No Auto Vaultwarden Writes

Agents NEVER run bw create, bw edit, or any other Vaultwarden mutation. Every Vaultwarden write is Michael-manual through the UI. Reads (bw get, bw list, metadata queries, value-to-0600-file pipelines) remain permitted.

Cross-link: bitwarden-canonical-credential-store (Vaultwarden as canonical store), no-credential-print (never print secrets in chat), bw-create-stdout-echo (its stdout law still governs read pipelines; this law supersedes its write half).

---

The Rule

Pipelines requesting a new key may:

• Generate the value system-side (e.g. a random token, an OAuth refresh token, an HMAC secret)
• Install it system-side as a 0600 env file on Z2 (or wherever the consumer reads)
• Hand Michael: the item name, the field list, the values via secure channel (never chat)

Pipelines may NOT:

• Run bw create item ...
• Run bw edit item ... — including renames and notes updates
• Create items "behind the scenes" because a precedent exists (the original violation)

Michael-ordered renames/updates: give him the click-path in the UI. Do not execute on his behalf.

Why this law exists

Michael ruling 2026-06-12 (verbatim): "anytime hinata wants to write new key to vaultwarden, i have to manually do it. no longer allow auto write."

During the 2026-06-12 collector-allmight build, Jimmy auto-created item allmight_webhook following the sanji_webhook precedent.
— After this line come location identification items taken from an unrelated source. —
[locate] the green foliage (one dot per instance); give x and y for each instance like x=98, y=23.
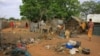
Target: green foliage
x=44, y=9
x=12, y=18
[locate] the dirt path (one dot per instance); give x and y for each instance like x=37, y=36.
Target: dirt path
x=39, y=49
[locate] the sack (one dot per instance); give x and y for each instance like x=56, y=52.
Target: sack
x=85, y=51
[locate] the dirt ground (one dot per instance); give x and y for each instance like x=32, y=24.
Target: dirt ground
x=39, y=48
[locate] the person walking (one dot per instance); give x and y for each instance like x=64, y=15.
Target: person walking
x=90, y=29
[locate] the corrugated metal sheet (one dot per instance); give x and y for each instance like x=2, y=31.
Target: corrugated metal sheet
x=95, y=18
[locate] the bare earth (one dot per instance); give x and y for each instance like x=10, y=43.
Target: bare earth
x=39, y=49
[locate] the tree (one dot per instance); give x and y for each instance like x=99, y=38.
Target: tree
x=90, y=7
x=44, y=9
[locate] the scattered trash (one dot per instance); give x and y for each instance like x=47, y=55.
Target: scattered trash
x=47, y=46
x=69, y=46
x=73, y=51
x=86, y=51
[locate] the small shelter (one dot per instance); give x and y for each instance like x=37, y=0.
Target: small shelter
x=73, y=24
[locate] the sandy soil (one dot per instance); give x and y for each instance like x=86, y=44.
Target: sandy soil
x=39, y=49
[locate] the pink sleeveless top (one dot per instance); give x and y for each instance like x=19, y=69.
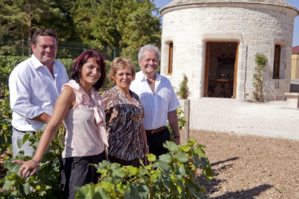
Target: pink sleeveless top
x=85, y=124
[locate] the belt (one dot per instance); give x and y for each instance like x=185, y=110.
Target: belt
x=23, y=131
x=155, y=130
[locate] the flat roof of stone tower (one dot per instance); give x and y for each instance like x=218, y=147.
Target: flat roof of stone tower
x=176, y=3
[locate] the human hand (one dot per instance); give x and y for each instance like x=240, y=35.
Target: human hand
x=26, y=167
x=177, y=140
x=146, y=151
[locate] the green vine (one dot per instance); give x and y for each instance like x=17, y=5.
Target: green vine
x=173, y=175
x=258, y=80
x=184, y=90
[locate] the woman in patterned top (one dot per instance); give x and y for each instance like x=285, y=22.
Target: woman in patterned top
x=124, y=114
x=80, y=107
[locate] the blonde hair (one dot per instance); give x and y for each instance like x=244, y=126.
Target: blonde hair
x=119, y=63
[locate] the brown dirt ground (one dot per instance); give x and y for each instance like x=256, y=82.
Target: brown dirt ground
x=247, y=166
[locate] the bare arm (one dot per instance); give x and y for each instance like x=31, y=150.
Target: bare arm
x=64, y=102
x=44, y=117
x=173, y=122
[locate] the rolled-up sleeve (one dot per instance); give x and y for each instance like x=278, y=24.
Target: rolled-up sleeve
x=20, y=92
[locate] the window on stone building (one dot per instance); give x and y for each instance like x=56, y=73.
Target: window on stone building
x=276, y=66
x=170, y=58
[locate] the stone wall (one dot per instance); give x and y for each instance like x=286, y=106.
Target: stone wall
x=256, y=27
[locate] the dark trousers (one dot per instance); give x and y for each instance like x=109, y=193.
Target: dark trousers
x=76, y=172
x=155, y=142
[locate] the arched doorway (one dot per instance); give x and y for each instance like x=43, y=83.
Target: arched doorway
x=221, y=69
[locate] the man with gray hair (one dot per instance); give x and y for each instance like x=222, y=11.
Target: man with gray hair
x=158, y=99
x=34, y=86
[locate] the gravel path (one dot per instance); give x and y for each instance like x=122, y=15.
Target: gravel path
x=271, y=119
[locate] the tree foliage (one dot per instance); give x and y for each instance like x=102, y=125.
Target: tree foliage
x=114, y=26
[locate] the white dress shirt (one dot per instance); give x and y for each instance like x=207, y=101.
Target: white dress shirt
x=156, y=106
x=34, y=91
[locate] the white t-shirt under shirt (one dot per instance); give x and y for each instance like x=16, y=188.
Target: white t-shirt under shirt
x=156, y=106
x=33, y=91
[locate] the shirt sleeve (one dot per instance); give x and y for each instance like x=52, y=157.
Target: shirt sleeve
x=20, y=92
x=174, y=102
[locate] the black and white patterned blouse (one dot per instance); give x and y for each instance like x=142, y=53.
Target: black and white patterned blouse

Michael found an item he didn't create in his credential store ("i did not make an allmight_webhook / why does it exist") — auto-writes break his trust in and inventory of Vaultwarden, regardless of how safely the values were handled. Trust in the credential store is the foundation of the entire security model; the rule exists to keep that trust intact.

How agents apply it

When a pipeline needs a new credential surface:

1. Generate the value system-side (ssh into Z2, run the generator)
2. Install it as a 0600 env file at the consumer's expected path
3. Surface Michael a one-message summary:
   • Item name (his choice or your suggestion)
   • Fields to add (name, login, password, custom fields)
   • Why this item is needed
4. Wait for him to add it. Do not proceed past step 4 without confirmation.
5. If the consumer needs to read the value at runtime, the read pipeline (per bw-create-stdout-echo) governs — pipe to file, never print.

If a Vaultwarden item must be renamed: surface the click-path, never bw edit.

Graduation note

Lifted from harness memory feedback_no-auto-vaultwarden-writes on 2026-06-14 via the memory-graduation scout (vault citations: 13; commander-memory spread: 3 — Bulma, Itachi, Jimmy-Neutron). Strongest doctrine signal in the first hardened run. The original memory file is deleted; the index pointer in MEMORY.md directs here.